EU VOU FAZER UMA CANÇÃO PRA ELAS


Maria Amélia Mano

É nove horas da manhã, hora oficial de Quixeramobim, Quixadá, Iguatu e Barbalha, e sei que ela esteve aqui. Sei pela porta do banheiro aberta, o copo de água na mesa, a toalha de banho pendurada no lugar errado. Confesso que fiz injustiça com a colher suja na pia: achei que fosse dela, a caçula, a que demorou a crescer. Mas vi que estava suja de geleia, então só pode ser minha. Sim, eu como geleia de colher, como se fosse doce de leite.

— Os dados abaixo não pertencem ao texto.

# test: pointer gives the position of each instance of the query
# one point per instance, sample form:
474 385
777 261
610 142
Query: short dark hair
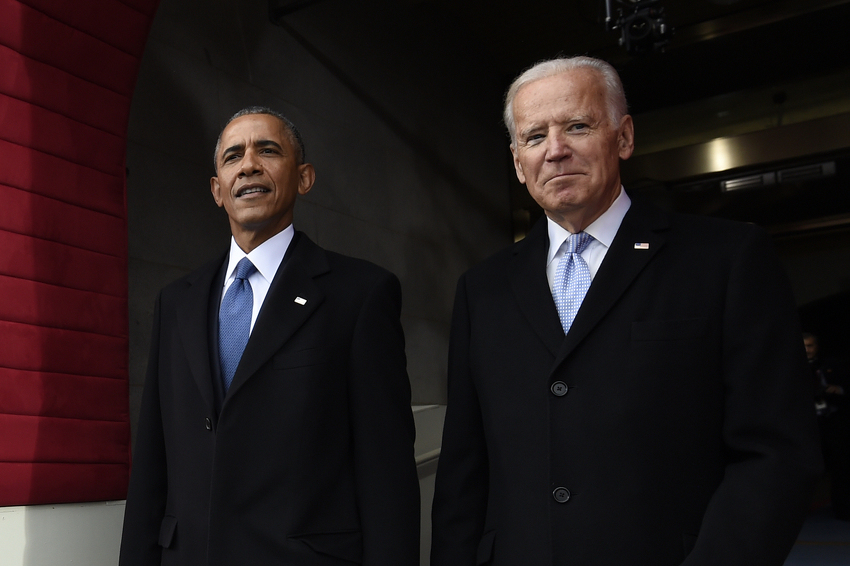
291 131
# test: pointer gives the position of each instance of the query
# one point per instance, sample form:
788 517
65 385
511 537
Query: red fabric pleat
67 71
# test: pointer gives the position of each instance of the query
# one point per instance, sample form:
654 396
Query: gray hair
291 131
616 96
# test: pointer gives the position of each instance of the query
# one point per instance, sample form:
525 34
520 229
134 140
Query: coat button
561 494
559 389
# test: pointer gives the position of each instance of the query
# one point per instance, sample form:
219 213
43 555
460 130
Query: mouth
251 190
562 176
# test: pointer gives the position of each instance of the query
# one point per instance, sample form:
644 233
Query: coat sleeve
148 485
460 497
769 428
383 431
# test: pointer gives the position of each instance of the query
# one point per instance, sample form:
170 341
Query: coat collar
641 236
293 296
531 288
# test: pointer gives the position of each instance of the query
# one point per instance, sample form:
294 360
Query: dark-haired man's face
258 178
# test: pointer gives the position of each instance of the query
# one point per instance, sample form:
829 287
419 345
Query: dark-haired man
626 386
276 424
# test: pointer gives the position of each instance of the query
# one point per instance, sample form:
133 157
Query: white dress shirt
266 258
603 230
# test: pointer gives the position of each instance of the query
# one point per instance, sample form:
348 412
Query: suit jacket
672 425
309 460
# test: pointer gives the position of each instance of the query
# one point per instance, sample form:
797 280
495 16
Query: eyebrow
259 143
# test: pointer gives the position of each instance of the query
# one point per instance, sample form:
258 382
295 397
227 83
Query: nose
557 146
250 164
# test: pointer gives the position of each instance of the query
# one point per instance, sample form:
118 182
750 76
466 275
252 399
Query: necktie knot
577 243
235 320
244 269
572 279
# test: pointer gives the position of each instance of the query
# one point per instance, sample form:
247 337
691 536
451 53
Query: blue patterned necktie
234 320
572 280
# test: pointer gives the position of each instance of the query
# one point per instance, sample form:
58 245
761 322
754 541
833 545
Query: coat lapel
193 322
531 288
293 296
640 237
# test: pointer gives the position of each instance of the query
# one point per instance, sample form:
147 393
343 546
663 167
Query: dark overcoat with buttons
672 425
308 459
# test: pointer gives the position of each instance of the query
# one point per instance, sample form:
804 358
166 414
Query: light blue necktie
572 280
234 320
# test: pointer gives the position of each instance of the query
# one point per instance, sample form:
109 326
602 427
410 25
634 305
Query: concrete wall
412 165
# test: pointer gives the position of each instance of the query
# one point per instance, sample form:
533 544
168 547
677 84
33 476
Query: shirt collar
266 257
603 229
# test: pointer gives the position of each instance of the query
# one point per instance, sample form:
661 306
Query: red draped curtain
67 71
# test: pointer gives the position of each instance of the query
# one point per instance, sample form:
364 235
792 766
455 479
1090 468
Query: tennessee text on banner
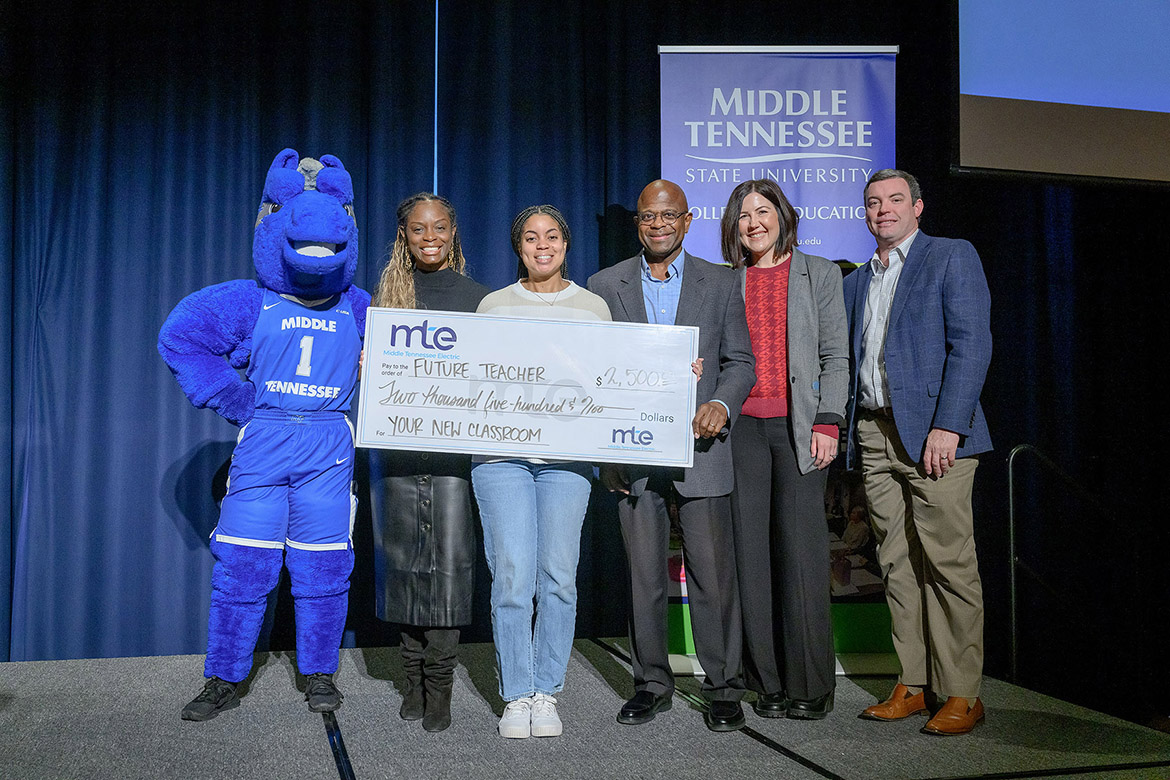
818 121
515 387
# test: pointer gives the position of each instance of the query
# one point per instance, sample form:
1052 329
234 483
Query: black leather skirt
424 536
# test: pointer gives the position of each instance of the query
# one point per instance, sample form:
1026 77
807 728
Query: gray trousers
711 588
782 557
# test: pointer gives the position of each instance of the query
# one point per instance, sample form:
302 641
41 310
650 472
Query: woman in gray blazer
782 444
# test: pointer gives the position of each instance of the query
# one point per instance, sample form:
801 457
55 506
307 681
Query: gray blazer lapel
694 291
630 292
800 302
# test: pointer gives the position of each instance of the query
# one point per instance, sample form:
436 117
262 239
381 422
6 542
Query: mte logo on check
631 435
429 338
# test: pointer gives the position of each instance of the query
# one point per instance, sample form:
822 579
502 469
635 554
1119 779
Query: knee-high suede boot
413 639
241 581
439 661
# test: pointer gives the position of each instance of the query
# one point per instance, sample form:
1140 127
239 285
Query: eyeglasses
668 218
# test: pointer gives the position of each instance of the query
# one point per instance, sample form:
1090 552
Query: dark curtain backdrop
133 140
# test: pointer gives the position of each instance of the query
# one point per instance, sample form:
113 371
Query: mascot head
305 241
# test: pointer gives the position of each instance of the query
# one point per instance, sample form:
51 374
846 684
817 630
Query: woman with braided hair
425 543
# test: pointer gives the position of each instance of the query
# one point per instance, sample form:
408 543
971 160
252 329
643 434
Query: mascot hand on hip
296 331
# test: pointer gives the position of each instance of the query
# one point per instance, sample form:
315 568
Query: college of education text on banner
818 121
515 387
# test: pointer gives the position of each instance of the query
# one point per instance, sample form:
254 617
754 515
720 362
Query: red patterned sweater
766 298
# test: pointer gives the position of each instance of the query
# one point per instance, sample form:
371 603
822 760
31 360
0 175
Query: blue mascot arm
359 301
207 326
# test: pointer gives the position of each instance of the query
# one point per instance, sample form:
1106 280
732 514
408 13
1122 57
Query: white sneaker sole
548 730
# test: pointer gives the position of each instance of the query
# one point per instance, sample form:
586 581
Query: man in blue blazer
920 343
663 284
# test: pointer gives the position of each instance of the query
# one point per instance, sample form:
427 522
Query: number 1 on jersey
304 368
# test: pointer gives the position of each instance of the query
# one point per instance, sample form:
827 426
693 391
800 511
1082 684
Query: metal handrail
1047 462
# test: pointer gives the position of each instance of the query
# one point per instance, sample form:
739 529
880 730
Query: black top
445 290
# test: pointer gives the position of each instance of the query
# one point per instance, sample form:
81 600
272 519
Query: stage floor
119 718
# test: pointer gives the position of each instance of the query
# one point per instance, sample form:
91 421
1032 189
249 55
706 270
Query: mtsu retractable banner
818 121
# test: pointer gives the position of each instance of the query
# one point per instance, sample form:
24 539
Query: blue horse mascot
296 332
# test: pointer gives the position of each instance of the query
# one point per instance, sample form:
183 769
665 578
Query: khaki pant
926 546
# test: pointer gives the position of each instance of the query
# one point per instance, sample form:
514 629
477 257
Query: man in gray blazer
666 285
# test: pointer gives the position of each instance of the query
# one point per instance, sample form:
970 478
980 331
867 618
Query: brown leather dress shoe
900 704
955 718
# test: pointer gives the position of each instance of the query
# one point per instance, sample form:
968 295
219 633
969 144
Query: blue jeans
532 516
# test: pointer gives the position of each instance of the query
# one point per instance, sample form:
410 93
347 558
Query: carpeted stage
119 718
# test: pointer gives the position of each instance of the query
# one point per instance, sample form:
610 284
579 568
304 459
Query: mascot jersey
293 466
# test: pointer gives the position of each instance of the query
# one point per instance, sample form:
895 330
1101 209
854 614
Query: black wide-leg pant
782 559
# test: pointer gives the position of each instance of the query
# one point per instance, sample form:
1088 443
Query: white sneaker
516 722
545 722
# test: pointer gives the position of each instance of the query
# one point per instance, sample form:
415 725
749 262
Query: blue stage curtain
7 262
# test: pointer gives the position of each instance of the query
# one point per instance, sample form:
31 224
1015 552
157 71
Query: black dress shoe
724 716
811 710
771 705
642 708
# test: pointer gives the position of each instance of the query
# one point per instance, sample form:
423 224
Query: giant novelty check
516 387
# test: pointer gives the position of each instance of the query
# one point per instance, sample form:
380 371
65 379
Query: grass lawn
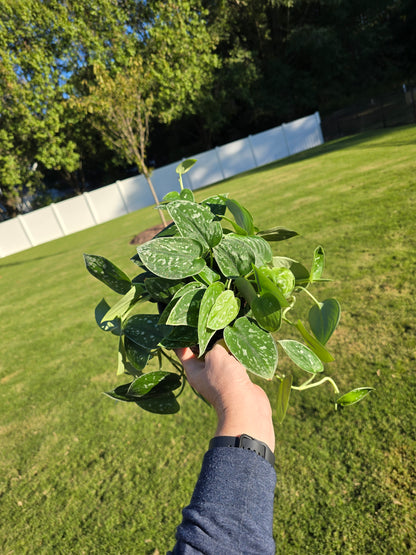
81 474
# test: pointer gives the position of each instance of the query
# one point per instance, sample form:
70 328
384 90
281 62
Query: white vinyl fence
128 195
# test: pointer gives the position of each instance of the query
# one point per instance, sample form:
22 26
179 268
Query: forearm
231 510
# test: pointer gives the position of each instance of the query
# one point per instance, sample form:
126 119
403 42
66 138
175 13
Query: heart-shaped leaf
208 300
180 336
224 311
145 330
108 273
154 383
187 194
138 356
124 304
314 344
267 284
277 234
317 264
242 216
161 289
192 286
163 404
110 325
253 347
298 270
302 356
196 221
283 395
267 311
186 310
172 257
324 320
185 166
353 396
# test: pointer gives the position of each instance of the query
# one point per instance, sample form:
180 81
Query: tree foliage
199 73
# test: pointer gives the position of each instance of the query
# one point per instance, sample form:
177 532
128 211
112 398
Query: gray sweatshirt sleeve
231 510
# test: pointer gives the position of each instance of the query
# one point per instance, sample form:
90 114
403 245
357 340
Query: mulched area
146 235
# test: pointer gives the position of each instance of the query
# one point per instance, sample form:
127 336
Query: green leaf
180 336
164 404
120 393
318 264
138 356
217 205
185 166
187 194
207 276
277 234
208 300
112 325
125 303
302 356
314 344
173 195
172 257
234 258
154 383
324 320
267 284
260 248
196 221
241 215
266 310
161 289
192 286
353 396
253 347
236 254
283 395
145 330
186 310
224 311
108 273
298 270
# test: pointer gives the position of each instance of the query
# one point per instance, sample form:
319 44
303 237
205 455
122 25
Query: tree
156 76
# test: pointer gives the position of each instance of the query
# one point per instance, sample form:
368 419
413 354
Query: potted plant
211 275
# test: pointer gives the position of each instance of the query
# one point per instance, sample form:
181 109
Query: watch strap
244 442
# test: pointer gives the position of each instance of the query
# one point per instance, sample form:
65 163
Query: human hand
242 407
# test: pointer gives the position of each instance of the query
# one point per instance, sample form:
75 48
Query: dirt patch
146 235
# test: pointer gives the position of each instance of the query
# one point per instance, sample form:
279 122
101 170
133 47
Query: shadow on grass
27 260
361 139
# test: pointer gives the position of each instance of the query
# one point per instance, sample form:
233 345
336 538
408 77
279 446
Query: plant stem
308 384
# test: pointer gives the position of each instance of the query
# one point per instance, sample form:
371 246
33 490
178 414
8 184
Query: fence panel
131 194
106 203
269 146
236 157
43 225
13 237
303 133
207 171
136 192
74 214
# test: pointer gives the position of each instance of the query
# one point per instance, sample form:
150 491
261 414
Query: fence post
26 230
285 138
91 208
252 151
219 162
120 190
58 218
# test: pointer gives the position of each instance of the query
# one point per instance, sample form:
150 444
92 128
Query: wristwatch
244 442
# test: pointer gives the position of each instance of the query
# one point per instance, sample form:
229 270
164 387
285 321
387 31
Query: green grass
82 474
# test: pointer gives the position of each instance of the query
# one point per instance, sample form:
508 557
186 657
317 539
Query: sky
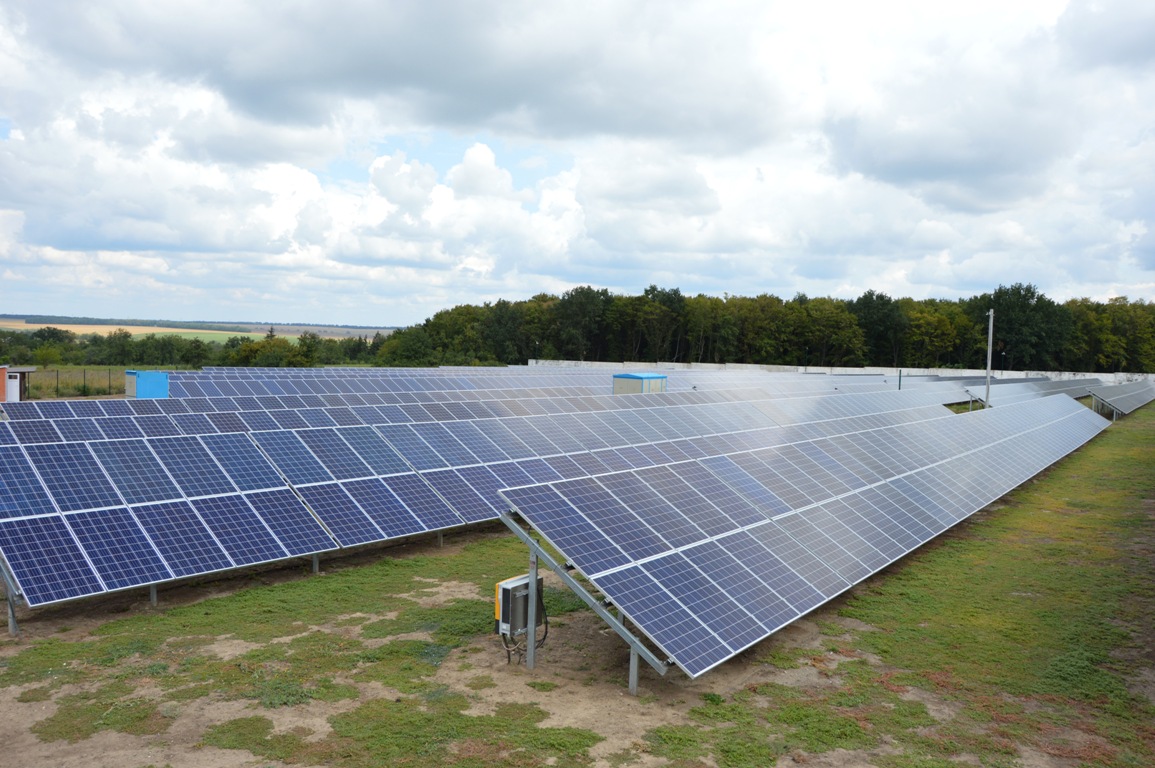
370 163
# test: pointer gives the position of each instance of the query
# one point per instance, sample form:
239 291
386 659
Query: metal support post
990 348
531 617
598 606
13 627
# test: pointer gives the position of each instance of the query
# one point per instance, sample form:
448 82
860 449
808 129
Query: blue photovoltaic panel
259 420
463 499
143 407
661 617
567 529
119 427
193 423
239 529
335 454
504 439
35 431
341 514
447 446
382 507
228 422
740 481
156 426
742 584
317 417
512 476
118 547
293 524
290 455
486 484
682 497
73 477
565 467
56 409
664 519
191 465
407 442
21 492
612 517
181 537
46 560
716 609
77 430
19 410
243 461
420 499
538 470
289 419
374 450
135 471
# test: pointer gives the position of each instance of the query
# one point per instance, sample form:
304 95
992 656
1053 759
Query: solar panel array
1007 392
99 496
709 556
1126 397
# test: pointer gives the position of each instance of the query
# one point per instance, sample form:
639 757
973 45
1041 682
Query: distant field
135 330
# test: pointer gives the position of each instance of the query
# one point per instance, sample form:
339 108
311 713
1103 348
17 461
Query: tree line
1031 332
51 345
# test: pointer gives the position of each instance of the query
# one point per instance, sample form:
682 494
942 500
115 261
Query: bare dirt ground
583 660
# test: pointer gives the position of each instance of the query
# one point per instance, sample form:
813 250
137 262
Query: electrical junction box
511 608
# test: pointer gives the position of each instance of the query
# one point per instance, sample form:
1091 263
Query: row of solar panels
1126 397
1004 393
414 407
97 515
714 556
551 415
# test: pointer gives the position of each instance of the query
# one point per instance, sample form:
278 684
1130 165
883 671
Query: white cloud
236 161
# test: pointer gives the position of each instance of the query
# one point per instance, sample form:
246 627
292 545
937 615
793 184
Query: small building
638 384
147 385
14 380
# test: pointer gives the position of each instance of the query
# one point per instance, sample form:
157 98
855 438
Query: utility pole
990 347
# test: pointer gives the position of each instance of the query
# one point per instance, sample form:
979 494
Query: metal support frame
10 593
13 626
636 647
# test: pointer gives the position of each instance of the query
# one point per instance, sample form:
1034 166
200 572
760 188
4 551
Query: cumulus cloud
373 163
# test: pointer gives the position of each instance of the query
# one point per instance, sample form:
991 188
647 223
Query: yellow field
135 330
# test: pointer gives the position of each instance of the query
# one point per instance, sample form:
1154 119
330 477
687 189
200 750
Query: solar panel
384 507
192 467
45 560
341 514
241 532
293 524
244 463
118 547
135 470
21 491
181 537
730 561
73 477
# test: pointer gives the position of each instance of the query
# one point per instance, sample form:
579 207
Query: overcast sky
369 163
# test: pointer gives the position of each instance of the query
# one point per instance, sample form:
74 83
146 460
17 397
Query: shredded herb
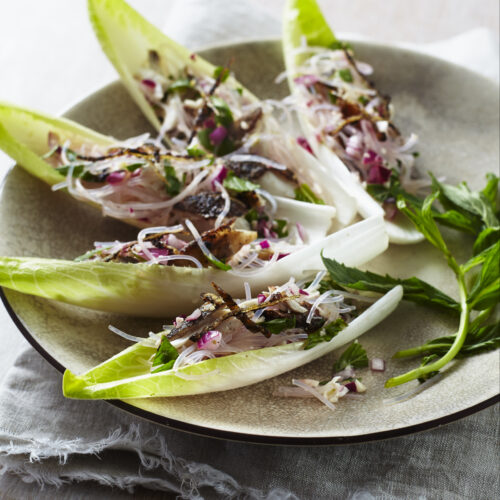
279 325
305 193
354 355
165 356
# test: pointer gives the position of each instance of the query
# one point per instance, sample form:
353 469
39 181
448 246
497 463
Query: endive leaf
151 290
126 375
24 137
126 38
303 20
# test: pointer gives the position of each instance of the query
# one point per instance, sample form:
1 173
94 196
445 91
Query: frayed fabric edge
153 453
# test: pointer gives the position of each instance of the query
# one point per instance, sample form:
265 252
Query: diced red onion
159 252
347 372
149 83
351 386
218 135
194 315
210 340
303 142
209 123
116 177
306 80
377 365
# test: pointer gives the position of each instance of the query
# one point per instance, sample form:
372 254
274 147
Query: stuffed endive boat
198 107
109 280
225 344
143 183
347 121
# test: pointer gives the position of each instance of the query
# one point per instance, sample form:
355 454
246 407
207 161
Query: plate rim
179 425
244 437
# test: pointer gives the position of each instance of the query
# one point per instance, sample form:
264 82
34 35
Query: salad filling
144 182
350 116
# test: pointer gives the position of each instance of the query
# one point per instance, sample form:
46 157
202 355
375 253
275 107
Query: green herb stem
455 347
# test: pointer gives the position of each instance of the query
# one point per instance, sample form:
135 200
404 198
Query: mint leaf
415 290
354 356
173 184
305 193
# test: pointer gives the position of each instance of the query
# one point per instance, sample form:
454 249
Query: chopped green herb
238 184
346 75
77 170
165 356
223 115
221 73
279 325
354 356
134 166
305 193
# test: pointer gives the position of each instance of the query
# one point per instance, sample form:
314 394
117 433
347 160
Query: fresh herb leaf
77 170
238 184
486 238
195 152
305 193
354 356
478 340
173 185
462 199
280 228
485 291
279 325
346 75
415 289
221 73
325 334
223 115
165 356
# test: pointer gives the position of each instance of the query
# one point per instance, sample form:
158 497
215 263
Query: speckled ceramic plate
455 113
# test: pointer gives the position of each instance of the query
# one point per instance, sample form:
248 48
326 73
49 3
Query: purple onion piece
218 135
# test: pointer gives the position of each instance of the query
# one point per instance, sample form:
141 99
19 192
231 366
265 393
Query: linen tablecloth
81 449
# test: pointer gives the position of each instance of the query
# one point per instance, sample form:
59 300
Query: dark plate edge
254 438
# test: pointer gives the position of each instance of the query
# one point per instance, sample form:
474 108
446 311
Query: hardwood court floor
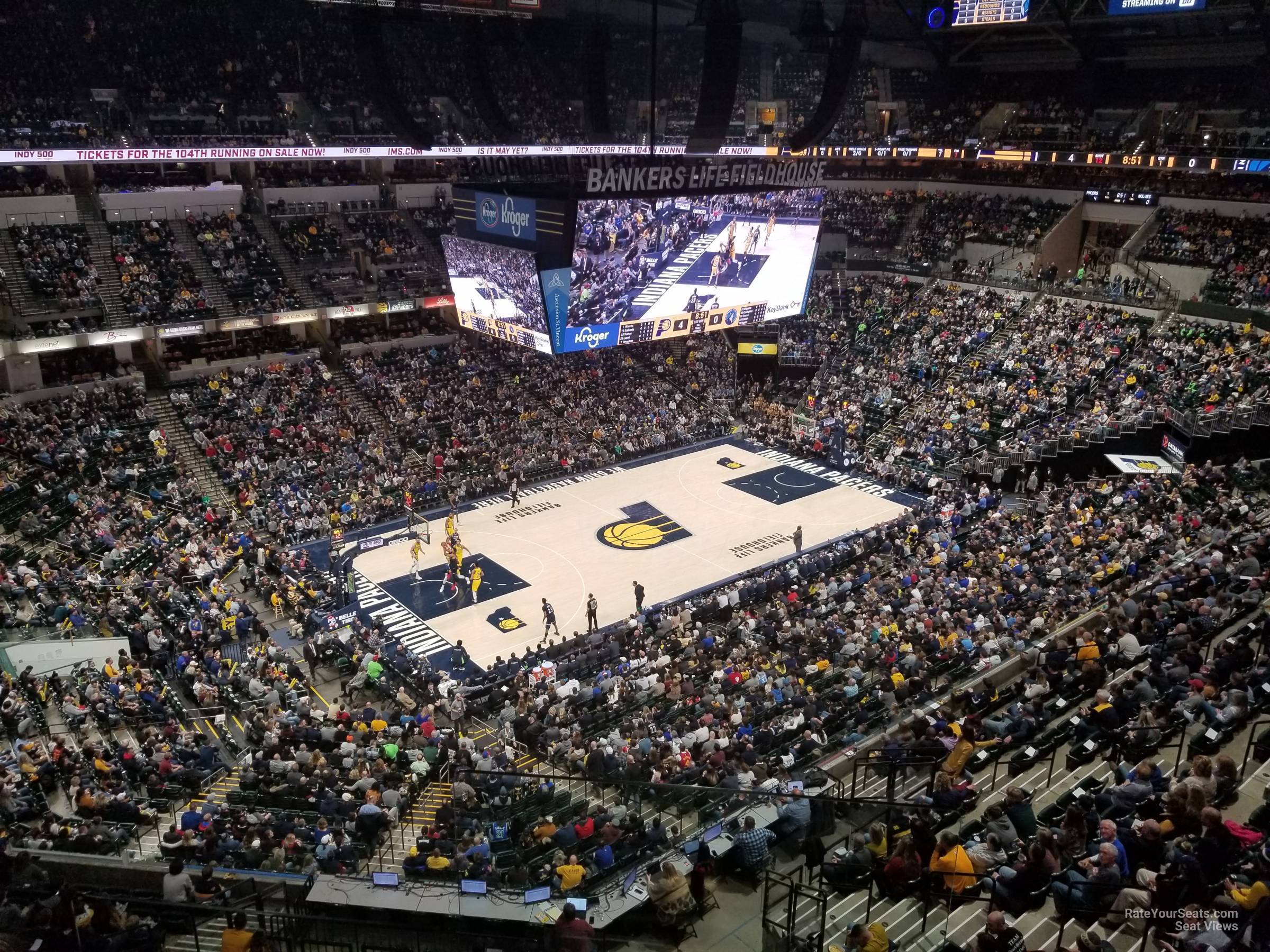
677 525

É onze horas da manhã, hora oficial de Quixadá, Baturité e Granja, e sei que ela esteve aqui. Sei pela cama feita, mais água na geladeira, louça limpa, roupas dobradas na beira da cama. Confesso que arrumo mais a casa pra receber ela que repara nos detalhes e sugere melhorias. Ela, a do meio, a segunda depois de mim, a que ficou adulta antes de mim e tomou meu lugar de inaugurar as coisas mais especiais – menos a de sair de casa primeiro. Também, o que esperar de alguém que come geleia de colher?

É nove horas da noite e o domingo passou rápido, o dia, o tempo, os anos. Passou rápido. Às vezes, sinto falta das marcas que elas deixam, das coisas feitas e desfeitas. Cada uma delas. Quem sabe se eu inventar mentiras de novo pra prestarem atenção em mim. Quem sabe se a gente mudar as letras das músicas, de novo, compor uma canção de amor para gravar um disco voador, lançar no espaço sideral, tocar na velha vitrola amarela Philips. De repente, estamos de mãos dadas, perto, ciranda. Vamos!

Vamos pegar nossas bicicletas e pedalar contra o vento naqueles lugares proibidos. Sim, ainda não digam nada. Continua segredo nosso. Aquela rampa da estação ferroviária, a ponte para o bairro novo, o matagal, a pista de asfalto perigosíssima, a ladeira em que a gente se espalhava, acelerando. Vamos comer arroz com sardinha, agora, com tomate cereja pra ficar mais adulto e chique, quase gourmet. Já experimentei, fica bom e dá pra comer geleia de sobremesa.

Vamos dormir todas juntas no banco de trás da Brasília do pai, cobertas de colcha de retalhos feita pela mãe. Vamos olhar as luzes que passam na janela, rápidas e falar das nossas paixões, baixinho. Sim, sigam não dizendo nada. Mais um segredo nosso. Também continuo a mais boba nisso de se apaixonar. Minha paixão há de brilhar na noite, no céu de uma cidade do interior, de todas as cidades que moramos. E vamos brincar nas calçadas, nos parques, nas praças, na praia, catar conchas e fazer colar.

É onze horas da noite, hora oficial de Porto Alegre, Pelotas e Jaraguá do Sul. Logo é segunda. Não estou mais em roda gigante, nem em balanço: acordo, pena. As marcas delas na minha casa, as marcas delas na minha alma-memória, na minha vida. Melhor não lavar louça, melhor pensar em uma canção que a gente mude a letra, quando a gente se encontrar. Quem sabe um Reggaeton que tá na moda, que nem tomate cereja.